Pedreira consumió muchas horas, miles de horas, de su tiempo, de su tasado tiempo, en la tarea de activar mecanismos para que las instituciones bancarias de Suiza abrieran sus archivos para que se pudiera comprobar el listado de cuentas abiertas de los presuntos, y no tan presuntos, implicados en la trama de saqueo que la policía había bautizado con el nombre de Gürtel en honor al más que presunto organizador, Francisco Correa.
Pedreira, con los escasos medios que la justicia española da a sus agentes, se pasó meses de su vida, de su tasado tiempo, enfrentado a los mejores despachos de abogados españoles, cuya tarea fundamental en este caso era (y puede que siga siendo) obstaculizar las investigaciones con el fin de dilatar los plazos legales y que las acciones llegaran a prescribir.
Los abogados de Correa, los abogados de Francisco Camps y de unos cuantos presuntos más, realizaban una tarea legítima desde el punto de vista del derecho, que consistía en obtener para sus defendidos o bien la absolución o bien la menor de las penas posibles. Esa actividad es, hay que insistir, legítima. Como, por ejemplo, es legítimo en nuestro entramado legal que alguien pueda mentir para defenderse en un juicio.
Hay más cosas legítimas en el mundo. En España es legítimo retrasar un procedimiento, porque la ley lo permite. En Francia se ha juzgado a Strauss-Kahn en pocos meses. Aquí es impensable algo así.
En un país como Suiza en el que la democracia está muy arraigada, sus ciudadanos mantienen un sistema envidiable que convierte a su Estado en un legítimo delincuente, a partir de las leyes que protegen el secreto bancario. En Suiza están más protegidos los delincuentes extranjeros que evaden a las Haciendas de sus países que los estafados por esos delincuentes. Porque eso es parte del negocio, del PIB del país. Las comisiones rogatorias que ha enviado, por ejemplo, el juez del caso Gürtel han encontrado unos obstáculos que solo con enorme esfuerzo y mucho tiempo se van superando. Tuvo menos problemas Luis Bárcenas para que el banco que acogía sus 22 millones de euros, el Dresdner Bank, le comunicara que estaba siendo objeto de investigación, tres meses antes de que se pudieran escrutar sus cuentas. La última, el do de pecho de la justicia suiza, ha sido la de intentar denegar datos porque estaban en la famosa lista Falciani.
Hace unos años, no tantos, salieron a la luz las complicidades de instituciones y ciudadanos suizos con los negocios fruto del llamado expolio nazi. Y eso los suizos lo permitieron, ejerciendo un derecho que resulta ejemplar por su transparencia.
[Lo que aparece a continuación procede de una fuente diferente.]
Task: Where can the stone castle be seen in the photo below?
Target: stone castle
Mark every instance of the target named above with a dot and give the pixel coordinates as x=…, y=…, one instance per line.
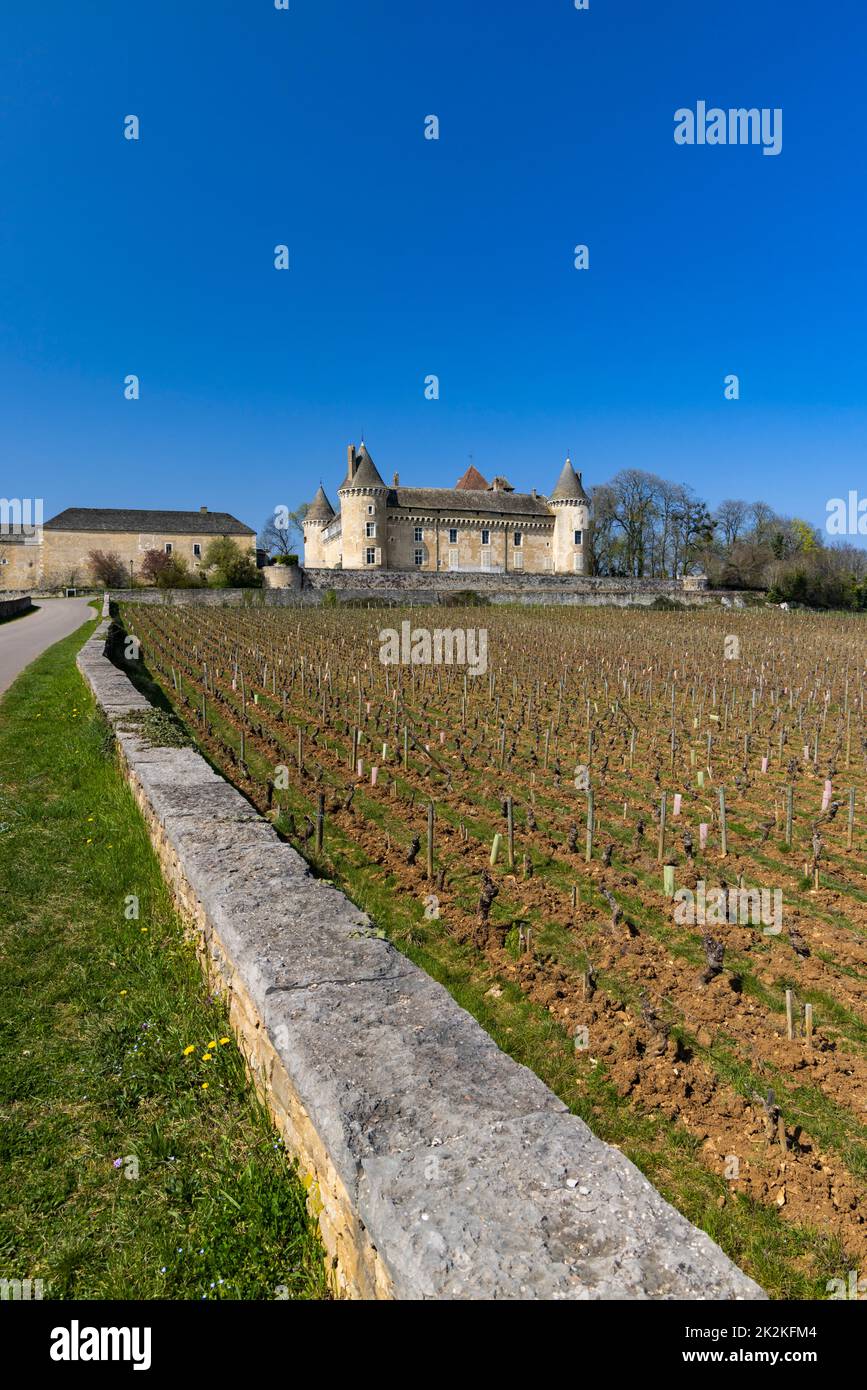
x=474, y=527
x=57, y=555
Podemos ir también a la City londinense, donde se acuñó un feliz término, el de los PIGS, para referirse a los países donde se acumulaban los problemas financieros por culpa de una innata tendencia al golferío: Portugal, Irlanda, Grecia y España. Pig, por si alguien no lo sabe, significa cerdo, en inglés.
Ese apelativo cariñoso se lanzó desde el centro donde directivos de bancos tan honorables como Barclays, HSBC y algún otro pactaban, mientras tomaban algún que otro trago en una elegante cafetería o en el Blackfriars, los intereses para forrarse a costa de los clientes. Elegantes, con traje cruzado de rayas. Delincuentes de alcurnia, mal nacidos, puestos a definirles con precisión.
En ese tipo de cuevas es donde han encontrado refugio algunos tipos como Bárcenas, que parece ser que se va definiendo como el centro de la Gürtel, una red inmensa de blanqueo de dinero que ha gozado de la protección de un Estado cómplice de delincuentes como es el suizo y de elegantes redes de intereses cruzados como los que defiende el primer ministro inglés, David Cameron. Los privilegios de la City de Londres y la legislación sobre el secreto bancario de Suiza son buenos trozos de PIB.
¿El Partido Popular español también le ha protegido?
Pablo Ruz continúa con su tarea de indagación contra una maraña legítima, evitando incurrir en alguna práctica irregular que pudiera llevarle a ser aparcado del caso. Le vigilan mil ojos de abogados caros.
Antonio Pedreira ya no puede. Es posible que no pueda despertar de su sueño.